Di luar, Yi Soo menunggu Ji Hyun turun dari tangga. Ia menawarkan padanya untuk mengantarkannya kemanapun ia ingin pergi. Ini pelayanan yang terakhir. Ia bertanya apa yang ingin ia lakukan untuk menghabiskan waktu 7 jam terakhirnya.
Ji Hyun menyuruhnya untuk memanggil elevatornya sekarang, karena tidak ada lagi yang bisa dilakukannya. Ia tidak ingin berlama-lama dan dengan berat menghitung menit terakhirnya, ia memilih untuk pergi sekarang.
Ji Hyun menatapnya dan berterimakasih padanya, tapi Yi Soo berkata kalau mereka harus mengucapkan selamat tinggal di depan elevator saja.
Seo Woo pergi menemui ibu dan Ji Hyun di rumah sakit, dimana dokter berkata bahwa mereka harus menyerah. Tidak ada harapan untuk Ji Hyun.
 

Pada saat yang sama, Yi Kyung membuka hadiahnya. Ia menemukan sebuah catatan.
Ji Hyun: “Jangan terkejut unni. Terimakasih atas perhatian dan kepedulianmu. Aku hanya bisa membalas dengan produk kecantikan ini. Jangan takut, aku tidak akan datang lagi.
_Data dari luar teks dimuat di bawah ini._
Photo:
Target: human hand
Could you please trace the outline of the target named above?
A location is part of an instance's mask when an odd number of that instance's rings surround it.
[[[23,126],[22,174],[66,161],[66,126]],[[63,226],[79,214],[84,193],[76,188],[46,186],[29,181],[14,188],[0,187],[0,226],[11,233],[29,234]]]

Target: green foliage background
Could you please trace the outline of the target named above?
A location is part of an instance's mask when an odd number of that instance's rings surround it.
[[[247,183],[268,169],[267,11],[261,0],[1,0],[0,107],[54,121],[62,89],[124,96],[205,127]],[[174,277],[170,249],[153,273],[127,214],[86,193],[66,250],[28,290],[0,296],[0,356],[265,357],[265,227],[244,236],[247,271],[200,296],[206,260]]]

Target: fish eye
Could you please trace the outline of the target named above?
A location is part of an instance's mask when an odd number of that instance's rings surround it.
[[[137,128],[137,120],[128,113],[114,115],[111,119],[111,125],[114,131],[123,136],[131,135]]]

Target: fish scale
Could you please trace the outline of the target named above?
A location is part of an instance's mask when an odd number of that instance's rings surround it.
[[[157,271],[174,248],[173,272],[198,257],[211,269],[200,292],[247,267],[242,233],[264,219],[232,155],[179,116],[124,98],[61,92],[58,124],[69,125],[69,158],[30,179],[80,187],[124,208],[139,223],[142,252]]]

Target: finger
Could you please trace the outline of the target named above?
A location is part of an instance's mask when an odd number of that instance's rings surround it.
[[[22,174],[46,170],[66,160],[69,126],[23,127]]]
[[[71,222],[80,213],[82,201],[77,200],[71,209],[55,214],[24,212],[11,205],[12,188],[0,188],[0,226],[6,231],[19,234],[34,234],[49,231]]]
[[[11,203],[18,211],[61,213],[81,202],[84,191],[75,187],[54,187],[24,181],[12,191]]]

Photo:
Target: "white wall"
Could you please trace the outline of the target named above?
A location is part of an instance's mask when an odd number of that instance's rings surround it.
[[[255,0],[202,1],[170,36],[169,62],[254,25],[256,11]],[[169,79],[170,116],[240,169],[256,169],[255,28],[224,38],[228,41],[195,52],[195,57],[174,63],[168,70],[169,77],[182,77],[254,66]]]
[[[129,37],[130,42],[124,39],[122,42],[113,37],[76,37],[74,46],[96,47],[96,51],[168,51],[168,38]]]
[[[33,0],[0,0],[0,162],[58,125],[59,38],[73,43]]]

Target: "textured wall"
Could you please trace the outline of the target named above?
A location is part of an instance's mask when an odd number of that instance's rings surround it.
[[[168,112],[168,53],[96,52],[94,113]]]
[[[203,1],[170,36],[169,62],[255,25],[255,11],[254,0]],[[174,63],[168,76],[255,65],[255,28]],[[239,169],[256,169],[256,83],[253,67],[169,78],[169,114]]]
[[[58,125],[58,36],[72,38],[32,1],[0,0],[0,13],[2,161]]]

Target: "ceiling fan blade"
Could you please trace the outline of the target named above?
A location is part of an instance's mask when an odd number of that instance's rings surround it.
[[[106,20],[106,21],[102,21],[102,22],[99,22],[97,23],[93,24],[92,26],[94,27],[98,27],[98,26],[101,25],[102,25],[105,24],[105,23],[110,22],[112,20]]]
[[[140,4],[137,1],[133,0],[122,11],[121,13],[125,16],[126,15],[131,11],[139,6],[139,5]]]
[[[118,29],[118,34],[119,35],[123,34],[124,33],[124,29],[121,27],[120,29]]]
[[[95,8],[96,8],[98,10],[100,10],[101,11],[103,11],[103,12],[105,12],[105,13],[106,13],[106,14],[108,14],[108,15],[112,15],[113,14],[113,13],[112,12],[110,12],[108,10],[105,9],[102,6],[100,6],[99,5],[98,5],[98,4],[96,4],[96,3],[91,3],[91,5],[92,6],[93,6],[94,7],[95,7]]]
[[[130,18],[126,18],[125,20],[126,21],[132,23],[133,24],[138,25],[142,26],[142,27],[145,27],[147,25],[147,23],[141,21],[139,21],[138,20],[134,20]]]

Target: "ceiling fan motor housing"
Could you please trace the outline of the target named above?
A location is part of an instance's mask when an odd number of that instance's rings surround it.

Aku hanya jiwa yang menyedihkan yang secara tidak sadar membangun perasaan untuk unni. Jangan makan ramen instan lagi, makanlah nasi.”
Yi Kyung melihat semua barang dalam box itu dan mulai menangis.
Ji Hyun dan Yi Soo tiba di sebuah taman. Ia ingin menyalami Ji Hyun untuk mengucapkan selamat tinggal. Ji Hyun memberitahunya untuk segera memanggil elevator sebelum ia berubah pikiran dan mereka harus mengucapkan selamat tinggal sekarang.
 

Awan menjadi gelap dan Yi Soo menggerakkan tangannya untuk memanggil elevator. Tiba-tiba ia melihat kalau kalung Ji Hyun bersinar. Sebutir air mata muncul mengagetkan mereka berdua.
 

Ia segera melihat kalungnya, tepat ketika kalung itu bersinar lagi dan air mata ketiga muncul.
Kembali ke rumah sakit, Ibu menangis dan memeluk Ji Hyun. Seo Woo berdiri dibelakangnya, menangis untuk temannya.
Ji Hyun dan Yi Soo saling bertukar pandang, mereka terdiam.
 

Dan di rumah sakit, Ji Hyun membuka matanya.